Certo, le cifre fanno impressione. Ma per una volta mettiamole da parte e concentriamoci su un aspetto considerato, spesso e a torto, secondario in quest’ambito. Non è infatti della liceità dell’aiutino alla testata amica o della furberia del requisito magico che fa scattare il rimborso a un giornale senza lettori, che vogliamo discutere. No, qui cerchiamo di capire perché un ente, tipo la Regione, deve pagare per farsi pubblicità.
La storia mediocre di mediocri presidenti ci ha consegnato migliaia di pagine con redazionali che illustravano il tal convegno alimentato con soldi pubblici e foto di politici che stringevano mani, che sorridevano all’obiettivo, che arringavano due file di spettatori imbalsamati. E nel tempo la cronaca ci ha suggerito, con puntuale ferocia, che spesso quel vestito istituzionale nascondeva una qualche nudità etica, un’imperfezione morale o magari un difettuccio penale.
Comunicare a pagamento ha molti vantaggi, alcuni dei quali spacciati per generi di prima necessità. Uno di questi, il più insidioso, riguarda l’attendibilità. Io, ente che divide et impera, ti spiego come spartisco e governo. E lo faccio di mio pugno senza che qualcuno possa equivocare il mio messaggio. Risultato: righe e righe di noiosissimi resoconti su incontri pubblici semideserti; ore e ore di interviste televisive pagate un tot a minuto in cui il conduttore si distingueva dalla poltrona solo perché respirava; milioni e milioni spesi in paccottiglia comunicativa che non è né carne né pesce, né pubblicità creativa né giornalismo decente, ma solo spreco universale indotto persino in chi legge/ascolta.
(…)
Fatte salve le occasioni in cui la pubblicità istituzionale ha dei vincoli realmente istituzionali, ad esempio bandi di gara e appalti (per i quali esiste comunque un organo specifico, la Gazzetta Ufficiale) il succo è tutto qui: il potere moderno celebra se stesso a piè di lista, spende con la certezza che l’unica valida contropartita sia legata alla visibilità e che l’importante sia farsi vedere e non farsi valere. Il tutto scansando il contraddittorio come se fosse la peste.
Più istituzioni e meno pubblicità, più fatti e meno straparlare. Queste risorse mettiamole al servizio di chi non ha modo di fare e sapere, destiniamole a scopi anche lontanamente sociali. Altrimenti sarà sempre la solita storia mediocre di uomini mediocri. Altro che pubblicità.

Pubblicato da

Gery Palazzotto

Palermo. Classe 1963. Sei-sette vite vissute sempre sbagliando da solo. Sportivo nonostante tutto.

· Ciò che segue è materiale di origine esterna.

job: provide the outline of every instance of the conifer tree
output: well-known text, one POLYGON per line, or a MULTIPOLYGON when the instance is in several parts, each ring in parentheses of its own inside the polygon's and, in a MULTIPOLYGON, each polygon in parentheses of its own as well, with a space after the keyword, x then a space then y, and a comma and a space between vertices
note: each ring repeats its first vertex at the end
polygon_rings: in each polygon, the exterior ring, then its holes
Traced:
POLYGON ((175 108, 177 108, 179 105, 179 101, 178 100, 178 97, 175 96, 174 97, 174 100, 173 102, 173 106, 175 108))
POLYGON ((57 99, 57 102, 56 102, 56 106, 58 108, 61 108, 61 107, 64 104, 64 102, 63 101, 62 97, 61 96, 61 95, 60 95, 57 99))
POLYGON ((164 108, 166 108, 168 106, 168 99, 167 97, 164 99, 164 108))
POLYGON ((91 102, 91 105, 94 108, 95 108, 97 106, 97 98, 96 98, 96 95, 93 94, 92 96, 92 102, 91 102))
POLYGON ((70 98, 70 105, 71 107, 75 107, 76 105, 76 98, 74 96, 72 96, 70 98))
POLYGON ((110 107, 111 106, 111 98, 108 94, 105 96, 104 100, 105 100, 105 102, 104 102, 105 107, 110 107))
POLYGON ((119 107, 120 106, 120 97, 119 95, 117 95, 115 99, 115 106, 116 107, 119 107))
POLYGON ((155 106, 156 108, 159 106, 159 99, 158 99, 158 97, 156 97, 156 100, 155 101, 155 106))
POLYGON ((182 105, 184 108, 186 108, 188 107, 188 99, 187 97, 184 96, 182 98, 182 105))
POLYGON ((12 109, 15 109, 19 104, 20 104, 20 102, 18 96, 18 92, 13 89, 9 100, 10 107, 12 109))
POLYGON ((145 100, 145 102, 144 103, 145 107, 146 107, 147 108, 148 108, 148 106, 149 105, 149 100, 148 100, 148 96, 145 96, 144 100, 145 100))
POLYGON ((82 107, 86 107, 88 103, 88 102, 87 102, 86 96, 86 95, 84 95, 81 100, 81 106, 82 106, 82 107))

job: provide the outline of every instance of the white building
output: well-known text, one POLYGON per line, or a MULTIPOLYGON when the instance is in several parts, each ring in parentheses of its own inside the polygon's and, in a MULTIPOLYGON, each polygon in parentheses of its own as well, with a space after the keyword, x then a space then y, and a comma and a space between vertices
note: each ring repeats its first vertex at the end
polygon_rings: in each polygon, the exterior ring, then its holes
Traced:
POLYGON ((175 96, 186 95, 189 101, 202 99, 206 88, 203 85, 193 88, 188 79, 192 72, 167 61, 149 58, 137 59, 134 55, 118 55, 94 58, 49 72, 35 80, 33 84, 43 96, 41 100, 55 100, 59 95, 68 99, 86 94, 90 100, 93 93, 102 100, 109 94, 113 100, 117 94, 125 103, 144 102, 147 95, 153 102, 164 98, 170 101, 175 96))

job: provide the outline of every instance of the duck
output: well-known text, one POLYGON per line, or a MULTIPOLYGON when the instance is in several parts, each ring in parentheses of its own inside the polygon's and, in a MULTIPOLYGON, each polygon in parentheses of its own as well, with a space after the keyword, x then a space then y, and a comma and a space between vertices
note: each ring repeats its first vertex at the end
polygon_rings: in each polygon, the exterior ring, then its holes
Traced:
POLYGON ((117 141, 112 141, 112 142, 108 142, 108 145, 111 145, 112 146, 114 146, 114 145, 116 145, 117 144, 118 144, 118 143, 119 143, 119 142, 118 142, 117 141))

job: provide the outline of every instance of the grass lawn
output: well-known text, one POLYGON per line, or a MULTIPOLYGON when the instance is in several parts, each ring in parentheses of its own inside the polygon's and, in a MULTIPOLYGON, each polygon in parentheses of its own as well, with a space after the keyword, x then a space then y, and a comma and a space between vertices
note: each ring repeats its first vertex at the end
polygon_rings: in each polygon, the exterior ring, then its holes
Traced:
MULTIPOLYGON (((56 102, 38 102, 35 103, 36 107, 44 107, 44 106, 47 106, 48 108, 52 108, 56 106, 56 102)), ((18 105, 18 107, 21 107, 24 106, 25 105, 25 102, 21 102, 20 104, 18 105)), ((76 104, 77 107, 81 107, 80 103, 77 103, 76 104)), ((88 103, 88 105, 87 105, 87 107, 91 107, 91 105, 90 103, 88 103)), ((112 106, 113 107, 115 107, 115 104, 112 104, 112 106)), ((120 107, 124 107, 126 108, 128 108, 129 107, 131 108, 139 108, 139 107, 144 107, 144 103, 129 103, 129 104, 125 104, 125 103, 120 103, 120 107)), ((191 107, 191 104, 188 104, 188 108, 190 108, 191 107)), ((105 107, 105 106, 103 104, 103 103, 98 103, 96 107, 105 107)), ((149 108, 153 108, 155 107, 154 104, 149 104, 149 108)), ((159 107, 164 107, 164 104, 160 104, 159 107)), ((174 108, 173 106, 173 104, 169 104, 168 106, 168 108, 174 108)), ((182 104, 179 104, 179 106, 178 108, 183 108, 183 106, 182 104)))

3 commenti su “Se il potere si fa pubblicità a spese nostre”

  1. Ho pensato spesso tutto quello che hai scritto e perciò ti ringrazio di averlo scritto.
    Ma ne vogliamo parlare degli uffici stampa delle istituzioni ?

  2. Ma già il governo Crocetta ha inserito nella finanziaria 2013 (L.r. 9/13) una norma, l’art. 55, che finanzia i media per la semplice divulgazione di notizie di interesse generale che riguardano la Regione, norma vergognosa e truffaldina, dato che nel titolo si parla solo di avvisi. Alla faccia della libertà e autonomia della stampa! Da paese delle banane!!